No solo la carne se puede aliñar. Poner hierbas aromáticas o incluso sal sobre las brasas en las que está asando, es una buena manera de darle un sabor único a su parrillada. Un puñado de romero y tomillo puede hacer maravillas. Una idea digna de imitar es la que mostraba un artículo del New York Times donde contaba de un chef belga que usa una mezcla de semillas de cilantro, juniper berries, romero, bolitas de pimienta y otras hierbas secretas para hacer de sus asados una experiencia memorable.

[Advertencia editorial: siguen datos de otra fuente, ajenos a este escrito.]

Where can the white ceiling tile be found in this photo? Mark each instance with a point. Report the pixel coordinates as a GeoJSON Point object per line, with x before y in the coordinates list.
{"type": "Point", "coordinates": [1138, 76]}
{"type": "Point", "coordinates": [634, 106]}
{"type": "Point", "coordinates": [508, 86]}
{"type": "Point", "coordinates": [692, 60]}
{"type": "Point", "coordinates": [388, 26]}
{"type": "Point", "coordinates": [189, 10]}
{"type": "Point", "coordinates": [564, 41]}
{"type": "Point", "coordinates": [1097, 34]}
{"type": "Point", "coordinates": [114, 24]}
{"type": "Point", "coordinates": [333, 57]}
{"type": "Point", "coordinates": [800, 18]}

  1. Para ablandar la carne

Si tiene un corte de carne que es muy sabroso pero no especialmente tierno, use una salsa para marinar, siempre ayuda. Si lo que tiene entre manos es un trozo de cordero no muy joven, marínelo también en vino blanco, ajo y hierbas aromáticas (romero y tomillo siempre a la cabeza) para que la carne se ablande y se vaya algo del sabor fuerte de la carne.

  1. Sellar y salar

Si su asado consta de trozos de carne tiernos y jugosos, no es necesario marinar. Se sorprenderá del sabor espléndido de un buen corte de carne. Ahora, la sal no se transa. La gran pregunta es cuándo ponerla. Mucha gente sala la carne antes de ponerla al fuego. El problema con este método es que se pierde parte de la jugosidad del corte. Hay gente que la sala mientras se asa pero la recomendación es sellar la carne por lado y lado antes de comenzar a echar la sal (de preferencia gruesa). Para sellar la carne use el fuego bastante alto, espere que el corte suelte la sangre y entonces voltéelo y ponga la sal. Aleje un poco la rejilla del fuego y espere que el centro de la carne se ase lentamente, con los jugos saltando en el interior.

  1. No pinche la carne o use la tenaza

Use un tenedor para saber si la carne está lista, pero no la pinche ni la corte porque la hará perder jugo. Solo apóyelo sobre la carne y haga presión. Si la carne está muy blanda es que le falta cocción. Si la siente elástica es que ya ha llegado a su punto medio (el preferido de muchos, con los jugos haciendo fiesta en el centro del trozo de carne) y si la carne está firme es que ya está bien cocida.